Current ophthalmic imaging techniques available for the examination of both the OD and the PPA regions are Heidelberg retina tomography (HRT), optical coherence tomography (OCT), and the more recent ultra-high resolution (UHR) OCT, which offers a pseudo-color 3-D visualisation of the aforementioned regions.²⁹ These techniques have provided some success, but they still have four main limitations.³⁰ First, these techniques are not widely used in ophthalmology clinics, because they operate with more expensive and specialized lasers.³¹^,³² Second, a technician or photographer needs an intimate understanding of retinal anatomy to identify the OD boundary manually before the PPA and OD variable can be estimated from the image contour based on third dimensional depth information.³²^,³³ Third, the patient is required to remain motionless for quite a long time during the scanning procedure executed by OCT. Any eye movement would produce artefacts in images. Fourth, these techniques are limited as an aid for monitoring disease progression. The existing software for OCT does not allow users to retrieve and display images acquired from previous examinations to compare them with a new image. Moreover, there is a lack of automated software for large-scale screening programs.³² This paper aims to address the technical challenges and presents an integrated solution (PANDORA: Parapapillary atrophy AND Optic disc Region Assessment) that both detects the presence of PPA and quantifies the OD and PPA regions using 2-D color fundus images. We exploit both the red and blue channels in the RGB space to maximize feature extraction (OD/PPA) while minimizing the interference caused by blood vessels. PANDORA has been designed to be fully automated, to allow large population studies in the future and to reduce problems associated with human errors (e.g., habituation and fatigue).

2. Methodology

All the color fundus images for the assessment of PANDORA were randomly drawn from the database of the Lothian Birth Cohort (LBC) 1936 study.³⁴ The LBC study included the surviving members of the 1947 Scottish Mental Survey ( $n = 70$ ,805) who were born in 1936 and currently reside in the Edinburgh area (Lothian) of Scotland. Three hundred and twelve individuals were tracked successfully and had their retinal photos taken at the Wellcome Trust Clinical Research Facility, Western General Hospital, NHS Lothian, Scotland. This research complied with the Declaration of Helsinki and was approved by the Lothian (Scotland A) Research Ethics Committee.

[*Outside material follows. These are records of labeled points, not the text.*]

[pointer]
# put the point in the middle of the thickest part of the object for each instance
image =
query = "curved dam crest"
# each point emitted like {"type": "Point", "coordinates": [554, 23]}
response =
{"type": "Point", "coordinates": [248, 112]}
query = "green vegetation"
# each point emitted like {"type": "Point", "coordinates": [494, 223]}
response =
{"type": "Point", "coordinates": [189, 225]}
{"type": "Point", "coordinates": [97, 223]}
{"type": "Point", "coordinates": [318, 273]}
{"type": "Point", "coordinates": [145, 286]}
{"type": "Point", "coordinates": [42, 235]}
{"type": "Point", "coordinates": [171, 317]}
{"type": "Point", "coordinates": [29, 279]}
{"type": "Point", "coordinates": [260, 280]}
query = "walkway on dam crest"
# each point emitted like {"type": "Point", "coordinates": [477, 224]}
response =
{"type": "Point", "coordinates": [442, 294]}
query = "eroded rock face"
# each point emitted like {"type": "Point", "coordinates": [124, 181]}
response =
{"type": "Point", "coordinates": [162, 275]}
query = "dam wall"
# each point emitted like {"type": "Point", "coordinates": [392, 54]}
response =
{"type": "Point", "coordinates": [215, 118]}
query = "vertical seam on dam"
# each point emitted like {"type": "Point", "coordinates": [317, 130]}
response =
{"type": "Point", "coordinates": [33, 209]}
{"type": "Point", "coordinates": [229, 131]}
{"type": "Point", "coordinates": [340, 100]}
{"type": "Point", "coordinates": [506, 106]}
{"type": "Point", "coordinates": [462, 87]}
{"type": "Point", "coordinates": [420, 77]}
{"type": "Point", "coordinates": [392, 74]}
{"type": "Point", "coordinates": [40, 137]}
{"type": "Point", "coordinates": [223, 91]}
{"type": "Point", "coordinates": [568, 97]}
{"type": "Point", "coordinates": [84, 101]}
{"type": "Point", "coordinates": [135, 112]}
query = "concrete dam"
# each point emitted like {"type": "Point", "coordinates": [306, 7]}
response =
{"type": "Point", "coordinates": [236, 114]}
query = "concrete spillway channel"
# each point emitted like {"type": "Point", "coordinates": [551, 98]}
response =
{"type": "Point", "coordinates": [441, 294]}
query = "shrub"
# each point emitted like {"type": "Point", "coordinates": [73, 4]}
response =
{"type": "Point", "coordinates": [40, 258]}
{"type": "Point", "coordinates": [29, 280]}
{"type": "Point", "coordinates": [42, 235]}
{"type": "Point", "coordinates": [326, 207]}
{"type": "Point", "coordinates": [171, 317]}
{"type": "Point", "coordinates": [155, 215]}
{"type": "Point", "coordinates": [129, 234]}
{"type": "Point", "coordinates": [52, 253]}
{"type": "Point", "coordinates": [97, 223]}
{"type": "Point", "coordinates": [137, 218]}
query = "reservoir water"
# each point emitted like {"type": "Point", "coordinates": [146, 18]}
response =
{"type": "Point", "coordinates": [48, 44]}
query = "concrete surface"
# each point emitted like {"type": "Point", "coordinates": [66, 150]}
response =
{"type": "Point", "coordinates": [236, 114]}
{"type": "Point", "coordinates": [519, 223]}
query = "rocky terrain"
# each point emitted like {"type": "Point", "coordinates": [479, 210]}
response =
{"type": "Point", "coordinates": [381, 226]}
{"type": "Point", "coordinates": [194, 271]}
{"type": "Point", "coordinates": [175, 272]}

Our imaging tool, PANDORA, is implemented in MATLAB (Mathworks Inc., Natick, MA, USA). All fundus images were first cropped manually to the region of interest (ROI) and had a “ground truth” estimate of the OD and PPA regions defined by an ophthalmologist (author AL), who had not seen the results from PANDORA. Figure 3 shows an example of the ROI selection on a left eye fundus image.

Fig. 3

An example fundus image of a left eye. The white box, which is manually drawn, encloses the region of interest.

Figure 4 illustrates the flow chart of the PANDORA algorithm, which can be divided into three phases. The OD segmentation module uses an ellipse fitting technique on a (Sobel) edge map in the red channel to outline the OD boundary. With the OD removed, the PPA detection module then determines the presence of PPA in the temporal zone using prior knowledge about the nature of PPA. Note that the temporal zone is one of the four zones in the fundus image (see Fig. 5), in which PPA normally first develops. Once the PPA region is detected, we then conduct PPA segmentation using a combination of image processing techniques: thresholding, a scanning filter, and multiseed region growing methods.²⁰

Fig. 4

A flow chart for segmentation of the OD and PPA. The scheme consists of three main phases: OD segmentation (gray), PPA detection (pale yellow), and PPA segmentation (cyan).

Fig. 5

The process of PPA detection: (a) and (f) Examples of original fundus images. (b) and (g) Examples of original fundus images in the blue channel. (c) and (h) OD segmentation results from Phase 1. (d) Left clinical knowledge-based mask. (i) Right clinical knowledge-based mask. (e) and (j) The detection results shown as images with and without PPA, respectively.

2.1.

Phase 1: OD Segmentation

The OD is extracted using a direct least square fitting algorithm of an ellipse (DLSFE).³⁵ This algorithm yields an elliptical solution that minimizes the sum of squared algebraic distances from the image edge points to the fitted ellipse. However, this ellipse fitting technique is susceptible to noise and requires preprocessing to remove unwanted pixels from the fundus image before fitting.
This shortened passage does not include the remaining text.